Tratamiento del Insomnio

El insomnio es un trastorno del sueño en el que la persona tiene dificultad para dormirse, mantenerse dormida, despertar demasiado temprano o siente que su sueño no fue reparador, aun cuando tuvo oportunidad de dormir.

Puede manifestarse con cansancio durante el día, irritabilidad, ansiedad, dificultad para concentrarse, problemas de memoria, bajo rendimiento o preocupación constante por no poder dormir.

Las causas más comunes incluyen estrés, preocupaciones, malos hábitos de sueño, cambios de horario, uso de pantallas antes de dormir, consumo de cafeína o alcohol, algunos medicamentos, dolor, enfermedades, ansiedad o depresión. 

Se considera más preocupante cuando ocurre varias noches por semana, dura semanas o meses, o afecta el funcionamiento diario. Para el insomnio crónico, la terapia cognitivo-conductual para insomnio suele recomendarse como tratamiento inicial; los medicamentos deben valorarse con personal médico. 

Tratamiento

El insomnio se trata identificando primero la causa probable y corrigiendo hábitos, pensamientos o condiciones que mantienen el problema. En general, el tratamiento se organiza así:

1. Medidas básicas de sueño

Conviene empezar con el cambio de hábitos constantes (horarios, alimentación, pantallas etc...).

2. Atender la causa

El insomnio puede estar relacionado con estrés, ansiedad, depresión, dolor, medicamentos, enfermedades, apnea del sueño, cambios de horario, puede ser agudo o crónico, y el insomnio agudo suele relacionarse con estrés laboral, familiar o eventos traumáticos.

Por eso, si hay dolor, ronquidos fuertes, pausas al respirar, ansiedad intensa, depresión, consumo de sustancias o medicamentos que alteran el sueño, debe valorarse la causa de fondo.

3. Terapia psicológica para insomnio

Para el insomnio persistente, una de las mejores opciones es la terapia cognitivo-conductual para insomnio, conocida como TCC-I o CBT-I,  cuando los cambios de hábitos no bastan, el médico puede recomendar terapia cognitivo-conductual, medicamentos o ambos. 

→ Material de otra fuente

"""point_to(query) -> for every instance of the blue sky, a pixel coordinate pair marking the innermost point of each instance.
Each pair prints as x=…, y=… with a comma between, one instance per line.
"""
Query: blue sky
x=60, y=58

Esta terapia ayuda a modificar conductas y pensamientos que mantienen el insomnio. Puede incluir control de estímulos, restricción del tiempo en cama, técnicas de relajación, manejo de preocupaciones e higiene del sueño. Se considera una alternativa eficaz frente a depender solamente de pastillas para dormir.

4. Medicamentos, solo con valoración médica

Los medicamentos para dormir pueden utilizarse en algunos casos, pero no deben tomarse por cuenta propia ni combinarse con alcohol u otros sedantes, los medicamentos para dormir deben usarse con cuidado, no suspenderse de golpe sin indicación y evitarse con alcohol.

En general, se reservan para situaciones específicas, por tiempo limitado o como apoyo mientras se corrige la causa principal. Los medicamentos para dormir no generan un sueño genuino.

5. Cuándo acudir a consulta

Conviene buscar atención médica o psicológica si el insomnio:

  • dura más de tres semanas;
  • ocurre varias noches por semana;
  • afecta el trabajo, concentración, memoria o estado de ánimo;
  • se acompaña de ansiedad, depresión o ataques de pánico;
  • hay ronquidos fuertes o pausas al respirar;
  • hay consumo de alcohol, estimulantes o medicamentos para dormir;
  • existe somnolencia intensa durante el día.


En términos prácticos: primero se ordenan hábitos y rutina, después se revisan causas físicas o emocionales, y si persiste, la terapia psicológica suele ser el tratamiento más recomendable antes de depender de medicamentos.